Beitragvon Sulenade » Mi 16. Aug 2017, 23:16

Vielen Dank für die Zeit und die ausführliche Antwort. Tatsächlich nimmt die Low-Cost-Hypothese aber wirklich an, dass mit steigenden Kosten der Einfluss des UB sinkt und mit geringen Kosten steigt. Da es Personen mit einem hohen UB in Low-Cost-Situationen leichter fällt, ihr UB in die Tat umzusetzen, in Hoch-Kosten-Situationen allerdings (statistisch gesehen), hat dann selbst ein hohes UB keinen Einfluss mehr (bspw. 10 kilometer mit dem Rad fahren ist selbst für viele Ökos zu anstrengend). Personen mit einem geringen UB, sollten unabhängig von den Kosten, immer die bequemere Variante wählen. In Situationen mit hohen Kosten, so die Annahme, sollte daher der Zusammenhang des UB mit dem Verhalten nicht mehr nennenswert sein.

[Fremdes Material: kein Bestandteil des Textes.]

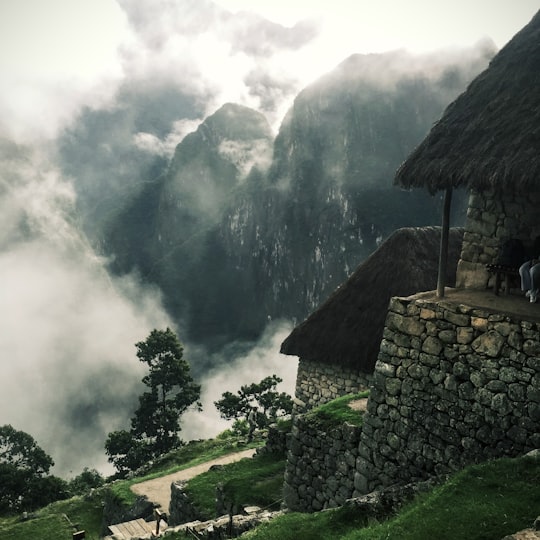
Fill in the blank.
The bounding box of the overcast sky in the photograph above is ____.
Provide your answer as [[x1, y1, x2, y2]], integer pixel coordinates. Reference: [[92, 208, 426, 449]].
[[0, 0, 538, 142]]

Das die Hypothese möglicherweise falsifiziert sein könnte habe ich mir auch schon gedacht, nur leider weiß ich nicht, ob ich überhaupt richtig vorgegangen bin und dies dann einfach so behaupten kann. Eine Korrelation kann man auch bei nicht-metrischen Skalen anwenden, sie werden dann als quasi-metrisch behandelt und der Informationsverlust soll dabei angeblich vernachlässigbar sein. Trotzdem werde ich die von Ihnen genannten Verfahren ebenfalls anwenden und gucken, was ich dabei für Ergebnisse erhalte.
Zuletzt geändert von Sulenade am Mi 16. Aug 2017, 23:29, insgesamt 1-mal geändert.